Health Translation Queensland
- Formerly: Brisbane Diamantina Health Partners
- Industry: Healthcare
- Founded: 2014; 11 years ago
- Headquarters: Brisbane, Australia
- Website: healthtranslationqld.org.au

= Health Translation Queensland =

Health Translation Queensland, formerly Brisbane Diamantina Health Partners, is the first Advanced Health Research Translation Centre in Queensland, Australia.

== History ==
Health Translation Queensland's history dates back to 2011, with the establishment of the Mayne Health Science Alliance and Diamantina Health Partners. In 2014, these two bodies came together with Children's Health Queensland in a collaborative arrangement to form the Brisbane Diamantina Health Partners Academic Health Science System.

The founding partners were Metro North Hospital and Health Service, Metro South Hospital and Health Service, Children’s Health Queensland Hospital and Health Service, Mater Health Services, The University of Queensland, Queensland University of Technology, the Translational Research Institute and the QIMR Berghofer Medical Research Institute.

On 9 June 2017, it was announced Brisbane Diamantina Health Partners had been accredited by the National Health and Medical Research Council as a new Advanced Health Research and Translation Centre.

BDHP changed its name to Health Translation Queensland in November 2021.

== Partners ==
The organisation is a collaboration between four local Hospital and Health Services (public hospital networks), two universities, two medical research institutes, a primary health care network, and Queensland Health.

The participants are:

- Children’s Health Queensland
- Mater Health
- Metro North Health
- Metro South Health
- QIMR Berghofer
- Queensland University of Technology
- The University of Queensland
- Translational Research Institute
- Queensland Health
- Brisbane South Primary Health Network

== Events ==
=== Brisbane Cancer Conference ===
The BDHP Brisbane Cancer Conference is held annually in December at the Brisbane Convention & Exhibition Centre. The conference is convened by Professor Ken O’Byrne, Clinical Director of the Cancer and Ageing Research Program.

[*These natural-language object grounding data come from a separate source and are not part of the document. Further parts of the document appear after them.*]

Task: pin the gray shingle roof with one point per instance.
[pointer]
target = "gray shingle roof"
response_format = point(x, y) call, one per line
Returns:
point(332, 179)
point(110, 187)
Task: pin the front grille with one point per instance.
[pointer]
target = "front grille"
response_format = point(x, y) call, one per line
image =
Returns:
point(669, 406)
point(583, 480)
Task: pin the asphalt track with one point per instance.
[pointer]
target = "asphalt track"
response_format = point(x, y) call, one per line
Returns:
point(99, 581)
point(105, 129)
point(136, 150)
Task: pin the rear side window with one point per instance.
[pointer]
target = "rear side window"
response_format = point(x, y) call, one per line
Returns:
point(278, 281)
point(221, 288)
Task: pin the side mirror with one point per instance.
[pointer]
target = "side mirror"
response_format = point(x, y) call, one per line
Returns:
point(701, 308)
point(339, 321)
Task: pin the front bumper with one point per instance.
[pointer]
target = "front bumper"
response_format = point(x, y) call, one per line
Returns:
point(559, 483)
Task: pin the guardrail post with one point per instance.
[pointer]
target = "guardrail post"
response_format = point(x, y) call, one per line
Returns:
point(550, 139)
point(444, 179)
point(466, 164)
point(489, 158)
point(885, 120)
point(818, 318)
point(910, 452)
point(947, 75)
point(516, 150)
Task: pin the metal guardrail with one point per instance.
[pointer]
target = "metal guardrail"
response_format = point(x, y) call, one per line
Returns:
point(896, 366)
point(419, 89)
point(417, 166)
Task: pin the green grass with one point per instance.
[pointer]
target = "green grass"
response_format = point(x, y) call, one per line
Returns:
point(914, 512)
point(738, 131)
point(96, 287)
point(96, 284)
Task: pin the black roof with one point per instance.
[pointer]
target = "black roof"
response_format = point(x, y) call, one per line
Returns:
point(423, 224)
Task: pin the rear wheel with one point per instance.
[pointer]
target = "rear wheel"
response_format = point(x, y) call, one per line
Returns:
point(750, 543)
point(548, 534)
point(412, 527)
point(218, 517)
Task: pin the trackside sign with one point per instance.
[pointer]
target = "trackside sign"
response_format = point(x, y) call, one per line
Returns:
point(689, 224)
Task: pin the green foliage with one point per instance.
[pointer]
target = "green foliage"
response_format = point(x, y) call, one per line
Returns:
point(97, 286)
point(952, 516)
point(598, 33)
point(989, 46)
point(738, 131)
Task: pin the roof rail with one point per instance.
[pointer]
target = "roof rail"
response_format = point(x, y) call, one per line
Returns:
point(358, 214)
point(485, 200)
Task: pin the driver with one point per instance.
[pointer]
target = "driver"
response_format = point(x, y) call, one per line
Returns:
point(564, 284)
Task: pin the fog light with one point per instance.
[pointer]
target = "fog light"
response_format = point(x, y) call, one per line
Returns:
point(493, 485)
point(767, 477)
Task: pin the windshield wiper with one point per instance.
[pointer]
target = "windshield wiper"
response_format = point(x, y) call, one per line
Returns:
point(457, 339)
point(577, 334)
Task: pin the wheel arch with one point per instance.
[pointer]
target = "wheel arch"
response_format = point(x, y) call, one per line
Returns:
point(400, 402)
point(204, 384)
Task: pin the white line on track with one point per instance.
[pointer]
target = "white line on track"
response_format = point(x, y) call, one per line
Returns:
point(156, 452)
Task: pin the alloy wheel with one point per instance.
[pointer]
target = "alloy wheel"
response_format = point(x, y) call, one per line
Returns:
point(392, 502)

=== Blood Cancers Group Seminar Series ===
The BDHP Blood Cancers Group Seminar Series is held once a month, alternating between the Translational Research Institute on the Princess Alexandra Hospital campus and the QIMR Berghofer Medical Research Institute on the Royal Brisbane and Women's Hospital campus. Presentations are given by local, national and international researchers, providing an opportunity to hear about the latest research and encourage greater collaboration within and between research streams. The series is convened by Professor Andrew Perkins, co-leader of the Blood and Bone Diseases Program, Mater Research Institute – University of Queensland.

=== Circulating Tumour Cell Symposium ===
The BDHP Circulating Tumour Cell Symposium was a single day event that provided up to date coverage of many aspects of tumour research. The event was co-convened by Professor Colleen Nelson, Executive Director of the Australian Prostate Cancer Research Centre-Queensland, and Professor Rik Thompson, of Queensland University of Technology's Institute of Health and Biomedical Innovation. The symposium was attended by some 130 delegates from Queensland University of Technology, The University of Queensland and Griffith Universities, affiliated research institutes, QLD Health, industry and consumer advocacy group representatives, as well as attendees from Victoria, New South Wales, Western Australia and South Australia.